Agriculture is one of the biggest industry in the world. Technology is continuously changing how we grow food, allowing farms to become more efficient, using less hours of labour to complete the same job as it would have taken just 5-10 years ago.
Where do Drones fit into agriculture, and why should farmers be lining up to get one?
1) A NEW PERSPECTIVE
The amount of information you can learn about your crops, simply by getting an aerial perspective is huge - and that is even without using the specialized near-infrared sensors that can tell you exponentially more!

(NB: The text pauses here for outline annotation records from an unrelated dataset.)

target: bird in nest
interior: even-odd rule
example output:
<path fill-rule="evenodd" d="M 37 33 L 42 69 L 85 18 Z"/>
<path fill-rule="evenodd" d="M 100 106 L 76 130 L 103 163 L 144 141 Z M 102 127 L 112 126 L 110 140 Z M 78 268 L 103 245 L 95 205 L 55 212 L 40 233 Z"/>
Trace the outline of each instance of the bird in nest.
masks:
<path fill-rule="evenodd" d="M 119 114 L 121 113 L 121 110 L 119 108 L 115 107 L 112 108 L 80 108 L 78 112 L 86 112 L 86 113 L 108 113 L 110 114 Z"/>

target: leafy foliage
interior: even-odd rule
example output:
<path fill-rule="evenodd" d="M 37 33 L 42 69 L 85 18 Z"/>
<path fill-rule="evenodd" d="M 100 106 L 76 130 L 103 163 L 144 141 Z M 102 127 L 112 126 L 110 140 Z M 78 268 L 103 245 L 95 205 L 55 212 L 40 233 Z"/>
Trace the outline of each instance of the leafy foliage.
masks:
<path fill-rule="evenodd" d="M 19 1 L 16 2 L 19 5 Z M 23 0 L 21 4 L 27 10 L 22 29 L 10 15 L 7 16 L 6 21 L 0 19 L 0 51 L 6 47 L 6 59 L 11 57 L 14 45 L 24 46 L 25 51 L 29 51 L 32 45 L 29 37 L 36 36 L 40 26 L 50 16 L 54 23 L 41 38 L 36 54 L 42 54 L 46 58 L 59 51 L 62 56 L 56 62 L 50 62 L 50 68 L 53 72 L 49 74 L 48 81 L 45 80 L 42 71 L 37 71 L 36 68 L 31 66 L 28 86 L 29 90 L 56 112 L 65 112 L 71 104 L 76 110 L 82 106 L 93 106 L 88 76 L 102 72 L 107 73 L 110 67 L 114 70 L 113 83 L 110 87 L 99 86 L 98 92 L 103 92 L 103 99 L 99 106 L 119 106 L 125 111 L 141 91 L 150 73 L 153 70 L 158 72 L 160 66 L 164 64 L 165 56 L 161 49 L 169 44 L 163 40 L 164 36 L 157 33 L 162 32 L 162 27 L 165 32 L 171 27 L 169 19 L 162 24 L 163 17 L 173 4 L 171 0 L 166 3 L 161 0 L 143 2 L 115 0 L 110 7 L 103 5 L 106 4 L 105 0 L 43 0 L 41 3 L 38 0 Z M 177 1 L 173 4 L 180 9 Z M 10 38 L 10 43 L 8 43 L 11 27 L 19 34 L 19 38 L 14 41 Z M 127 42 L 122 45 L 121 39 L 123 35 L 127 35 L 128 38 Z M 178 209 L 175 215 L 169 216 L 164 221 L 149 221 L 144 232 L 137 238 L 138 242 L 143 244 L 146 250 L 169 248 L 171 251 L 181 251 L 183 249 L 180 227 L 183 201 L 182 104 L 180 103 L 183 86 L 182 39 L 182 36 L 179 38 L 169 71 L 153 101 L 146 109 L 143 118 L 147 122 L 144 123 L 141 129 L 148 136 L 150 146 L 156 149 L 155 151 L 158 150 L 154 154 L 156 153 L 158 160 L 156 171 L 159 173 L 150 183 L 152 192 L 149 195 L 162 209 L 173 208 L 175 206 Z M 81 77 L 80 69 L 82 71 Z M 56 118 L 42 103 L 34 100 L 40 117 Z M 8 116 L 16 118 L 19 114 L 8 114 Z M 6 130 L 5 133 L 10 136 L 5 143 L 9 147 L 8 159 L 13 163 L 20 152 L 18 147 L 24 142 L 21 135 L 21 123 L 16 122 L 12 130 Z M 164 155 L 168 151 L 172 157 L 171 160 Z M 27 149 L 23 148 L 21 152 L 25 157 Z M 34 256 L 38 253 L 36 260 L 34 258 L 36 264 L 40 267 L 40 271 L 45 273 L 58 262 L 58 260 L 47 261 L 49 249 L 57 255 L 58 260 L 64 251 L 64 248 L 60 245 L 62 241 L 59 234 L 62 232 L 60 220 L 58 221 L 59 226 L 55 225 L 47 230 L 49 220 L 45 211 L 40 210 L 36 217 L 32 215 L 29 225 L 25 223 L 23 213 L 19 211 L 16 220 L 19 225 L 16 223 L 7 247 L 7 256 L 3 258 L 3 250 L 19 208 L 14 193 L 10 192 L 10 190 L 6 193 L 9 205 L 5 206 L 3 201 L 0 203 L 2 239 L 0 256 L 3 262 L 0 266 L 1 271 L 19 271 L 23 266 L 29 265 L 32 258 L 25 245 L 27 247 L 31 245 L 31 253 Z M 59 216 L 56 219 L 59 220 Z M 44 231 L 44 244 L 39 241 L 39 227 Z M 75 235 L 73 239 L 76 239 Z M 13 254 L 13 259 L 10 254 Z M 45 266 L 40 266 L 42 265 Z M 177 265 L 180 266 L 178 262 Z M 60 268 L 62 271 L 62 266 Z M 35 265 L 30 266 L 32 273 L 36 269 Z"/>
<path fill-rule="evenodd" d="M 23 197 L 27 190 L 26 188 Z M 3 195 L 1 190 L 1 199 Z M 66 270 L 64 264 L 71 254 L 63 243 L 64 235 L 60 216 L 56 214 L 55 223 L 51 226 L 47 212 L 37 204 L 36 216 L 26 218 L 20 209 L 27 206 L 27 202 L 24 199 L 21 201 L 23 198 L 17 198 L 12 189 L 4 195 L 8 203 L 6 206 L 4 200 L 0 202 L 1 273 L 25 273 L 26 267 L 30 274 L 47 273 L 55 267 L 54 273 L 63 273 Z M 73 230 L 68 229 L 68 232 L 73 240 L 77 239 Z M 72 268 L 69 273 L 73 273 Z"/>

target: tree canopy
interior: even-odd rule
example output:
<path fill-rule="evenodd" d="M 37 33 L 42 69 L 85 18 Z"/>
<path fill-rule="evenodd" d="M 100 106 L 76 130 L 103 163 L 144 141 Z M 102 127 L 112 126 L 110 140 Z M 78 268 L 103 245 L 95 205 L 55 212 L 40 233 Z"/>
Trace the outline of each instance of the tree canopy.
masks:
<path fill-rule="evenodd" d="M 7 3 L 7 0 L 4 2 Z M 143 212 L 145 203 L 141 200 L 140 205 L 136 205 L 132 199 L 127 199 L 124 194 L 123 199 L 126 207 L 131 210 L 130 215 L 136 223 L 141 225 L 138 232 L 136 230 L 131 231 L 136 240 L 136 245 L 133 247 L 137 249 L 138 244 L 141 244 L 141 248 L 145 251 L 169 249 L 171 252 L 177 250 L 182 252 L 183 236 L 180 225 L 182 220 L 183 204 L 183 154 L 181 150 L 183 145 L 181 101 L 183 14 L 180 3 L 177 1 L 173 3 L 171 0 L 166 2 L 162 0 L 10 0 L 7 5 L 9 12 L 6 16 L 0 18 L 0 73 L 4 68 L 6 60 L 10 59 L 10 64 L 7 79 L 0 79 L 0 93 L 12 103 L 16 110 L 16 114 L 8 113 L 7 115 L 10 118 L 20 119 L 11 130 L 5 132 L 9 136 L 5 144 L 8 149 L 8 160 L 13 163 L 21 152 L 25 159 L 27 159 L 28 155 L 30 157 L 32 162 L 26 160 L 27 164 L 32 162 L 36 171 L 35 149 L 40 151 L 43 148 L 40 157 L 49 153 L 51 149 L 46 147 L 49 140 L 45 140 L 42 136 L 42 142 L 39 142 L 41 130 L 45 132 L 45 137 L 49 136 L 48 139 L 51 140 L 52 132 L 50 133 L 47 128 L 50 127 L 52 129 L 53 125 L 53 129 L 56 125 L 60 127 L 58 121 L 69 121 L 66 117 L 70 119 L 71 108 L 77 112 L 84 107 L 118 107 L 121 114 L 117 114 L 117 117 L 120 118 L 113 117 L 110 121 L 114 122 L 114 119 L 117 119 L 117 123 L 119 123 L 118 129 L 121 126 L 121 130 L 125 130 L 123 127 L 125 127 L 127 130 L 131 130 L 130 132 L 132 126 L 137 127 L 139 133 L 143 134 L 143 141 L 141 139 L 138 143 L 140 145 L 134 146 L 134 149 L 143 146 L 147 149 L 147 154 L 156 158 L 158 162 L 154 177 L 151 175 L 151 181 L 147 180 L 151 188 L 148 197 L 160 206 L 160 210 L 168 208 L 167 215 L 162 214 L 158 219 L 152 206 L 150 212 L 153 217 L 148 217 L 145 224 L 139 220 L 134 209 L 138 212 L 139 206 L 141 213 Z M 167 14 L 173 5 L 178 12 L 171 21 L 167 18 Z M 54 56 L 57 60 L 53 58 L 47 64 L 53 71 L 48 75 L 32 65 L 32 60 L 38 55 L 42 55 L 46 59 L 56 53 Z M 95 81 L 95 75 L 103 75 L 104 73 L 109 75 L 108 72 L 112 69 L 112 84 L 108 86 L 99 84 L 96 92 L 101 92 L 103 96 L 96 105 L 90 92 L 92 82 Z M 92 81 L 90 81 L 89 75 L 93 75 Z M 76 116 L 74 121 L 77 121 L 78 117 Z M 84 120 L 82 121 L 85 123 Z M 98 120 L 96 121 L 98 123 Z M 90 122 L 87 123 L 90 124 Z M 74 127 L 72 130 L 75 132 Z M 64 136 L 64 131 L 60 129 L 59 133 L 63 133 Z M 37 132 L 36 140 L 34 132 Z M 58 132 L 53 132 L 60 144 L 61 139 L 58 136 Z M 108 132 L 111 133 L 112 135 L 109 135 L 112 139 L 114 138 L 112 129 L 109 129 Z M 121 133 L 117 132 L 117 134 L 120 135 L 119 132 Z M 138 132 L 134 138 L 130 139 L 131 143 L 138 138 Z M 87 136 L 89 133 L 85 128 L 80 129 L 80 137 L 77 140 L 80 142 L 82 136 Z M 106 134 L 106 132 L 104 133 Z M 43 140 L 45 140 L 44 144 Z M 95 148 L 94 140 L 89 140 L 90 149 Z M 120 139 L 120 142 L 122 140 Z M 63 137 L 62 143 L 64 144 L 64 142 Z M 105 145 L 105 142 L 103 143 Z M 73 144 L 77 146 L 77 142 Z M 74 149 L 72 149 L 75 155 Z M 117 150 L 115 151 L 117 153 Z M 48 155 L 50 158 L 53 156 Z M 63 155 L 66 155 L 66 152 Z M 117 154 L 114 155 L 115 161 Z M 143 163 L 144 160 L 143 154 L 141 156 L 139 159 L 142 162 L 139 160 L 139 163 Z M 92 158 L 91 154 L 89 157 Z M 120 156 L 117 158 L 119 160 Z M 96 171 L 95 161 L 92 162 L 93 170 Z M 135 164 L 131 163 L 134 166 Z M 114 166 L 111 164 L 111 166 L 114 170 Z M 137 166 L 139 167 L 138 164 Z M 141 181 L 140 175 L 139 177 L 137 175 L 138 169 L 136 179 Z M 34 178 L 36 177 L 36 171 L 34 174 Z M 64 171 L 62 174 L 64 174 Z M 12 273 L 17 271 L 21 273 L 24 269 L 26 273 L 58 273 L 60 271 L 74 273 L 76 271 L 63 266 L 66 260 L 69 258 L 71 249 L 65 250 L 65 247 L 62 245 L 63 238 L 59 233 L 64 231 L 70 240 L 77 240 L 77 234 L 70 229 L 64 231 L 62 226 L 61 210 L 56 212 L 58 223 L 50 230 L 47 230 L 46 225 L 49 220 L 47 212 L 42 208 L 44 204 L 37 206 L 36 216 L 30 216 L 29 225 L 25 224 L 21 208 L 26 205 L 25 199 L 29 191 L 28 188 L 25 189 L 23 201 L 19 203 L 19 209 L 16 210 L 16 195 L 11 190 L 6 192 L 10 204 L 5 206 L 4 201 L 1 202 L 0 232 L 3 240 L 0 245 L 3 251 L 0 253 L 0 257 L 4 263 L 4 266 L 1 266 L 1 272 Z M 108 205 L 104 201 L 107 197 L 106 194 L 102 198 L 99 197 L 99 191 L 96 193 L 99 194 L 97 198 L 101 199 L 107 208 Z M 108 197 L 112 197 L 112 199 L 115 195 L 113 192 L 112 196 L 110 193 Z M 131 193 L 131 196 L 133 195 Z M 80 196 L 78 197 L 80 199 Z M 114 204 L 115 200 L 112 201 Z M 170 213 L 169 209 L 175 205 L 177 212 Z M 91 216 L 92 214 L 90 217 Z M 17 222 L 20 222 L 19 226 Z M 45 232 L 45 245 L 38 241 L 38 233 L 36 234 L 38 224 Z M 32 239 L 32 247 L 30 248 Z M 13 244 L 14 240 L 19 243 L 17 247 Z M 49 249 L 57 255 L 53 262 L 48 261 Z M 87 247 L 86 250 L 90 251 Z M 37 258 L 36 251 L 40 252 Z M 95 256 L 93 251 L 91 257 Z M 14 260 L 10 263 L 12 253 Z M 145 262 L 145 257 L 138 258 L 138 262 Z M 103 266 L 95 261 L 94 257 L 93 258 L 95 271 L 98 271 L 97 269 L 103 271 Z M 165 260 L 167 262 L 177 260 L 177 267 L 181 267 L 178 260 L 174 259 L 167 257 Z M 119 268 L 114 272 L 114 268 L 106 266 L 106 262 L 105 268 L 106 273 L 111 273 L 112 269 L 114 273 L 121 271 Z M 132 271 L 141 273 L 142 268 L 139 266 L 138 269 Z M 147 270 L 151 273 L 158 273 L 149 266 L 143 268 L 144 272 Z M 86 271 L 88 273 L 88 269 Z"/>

Areas affected by disease, pests, nutrient leeching, and water stress (among other ailments) can easily be identified using NDVI analysis. But by using a drone such as the DJI Phantom 4 Pro, equipped with a standard RGB camera (red, green, blue) will often give you a much better understanding of your crops current status than just looking at it from the sideline. Driving an ATV through a crop can also be damaging, and if it can be avoided unless absolutely necessary, why not?
Exhibit A: An NDVI (Normalized Difference Vegetation Index) map of a 3/4 section of Potatoes in Southern Manitoba. The numbers represent Near Infrared (NIR) reflectance values of the crops. Different crops absorb and reflect different amount of NIR light. Potatoes have a very high spectral reflectance compared to a crop like corn. These numbers become valuable when comparing fields of potatoes to other fields of potatoes - not so much when comparing to other crop types.
2) THE PRICE IS RIGHT
It has only been in the past couple of years that UAV technology has come down in price such that it has become a necessity for farmers to buy them. DJI is the largest consumer UAV manufacturer in the world, and makes an unparalleled product! These drones can be purchased now for as little as $1500. For a toy, that might seem expensive, but these drones are NOT toys! These are finely tuned field scouting machines, and should be viewed as another tool in the toolbox.
If you want to get even more serious about the data you are getting, you could invest in a DJI Inspire 1 or Matrice 100 multi-rotor UAV outfitted with a multispectral camera such as the Sentera Single or Dual NIR/RGB sensor; or you could go with a fixed wing UAV such as the AgEagle RX60 or Rx48. Check out our blog post about Fixed Wing vs. Multi-rotor UAVs to learn more about these great investments for your operation. One thing I will say here though, is that the price tag on a fixed wing is usually around 5-10x as expensive as the DJI Phantom series drones. The reason for this, is that they are commercial grade, highly specialized equipment. If you are not interested in forking out $10000 up to $50000 for these data hogs, you might consider hiring a service, such as what M3 Aerial Productions offers (servicing Alberta, Saskatchewan, Manitoba, Ontario, and Atlantic Canada), to gather your data for you.
The data that is gathered from UAVs can often be integrated well with the other equipment on your farm, such as your spreaders and seeders. NDVI maps of your fields can be processed to create variable rate prescription zone maps that can be loaded right into your equipment. This side of the technology is just beginning to catch up to the rest of the drone industry, as methods for processing the huge amounts of data these things can gather improve.
The UAVs that you can buy these days can allow you to do some pretty amazing things. You are no longer limited to just taking a pretty picture.
Determine where, and exactly how deep you need to dig a trench in order to properly drain that area in your field that always seems to have standing water.
Certain drone technology can allow you to not only gather the NDVI crop health analysis data, but they can also be used to generate highly accurate digital elevation models. Propeller Aeropoints are a revolutionary, disruptive technology that is hitting the surveying scene. They are GPS-enabled Ground Control Points (GCPs). These tools, combined with drones are VERY POWERFUL. Imagine a fine mesh net laid over your entire field, form fitting with the contours of the terrain. Every one of the intersections of that mesh net represents a point in the data gathered by the drone, providing data with 3-5cm of vertical accuracy. This is a powerful tool, providing data that until recently has not been as accurate, or as easy to obtain as is now possible by using UAV technology.
Sure, it's new - and new can sometimes be unsettling. But knowing more about your field will only help you towards growing a better crop. If you can make decisions that end up saving a few thousand dollars because of the data that is now in your hands, why are you still waiting?
For more information about UAVs in Agriculture, read this cover story of the Grainews fall edition, featuring an interview of Matthew Johnson, CEO of M3 Aerial Productions.
It's plain to see that robotics are changing the way things are done. Drones are just another tool in the toolbox, and when compared to some of the other tools, their price is really quite manageable!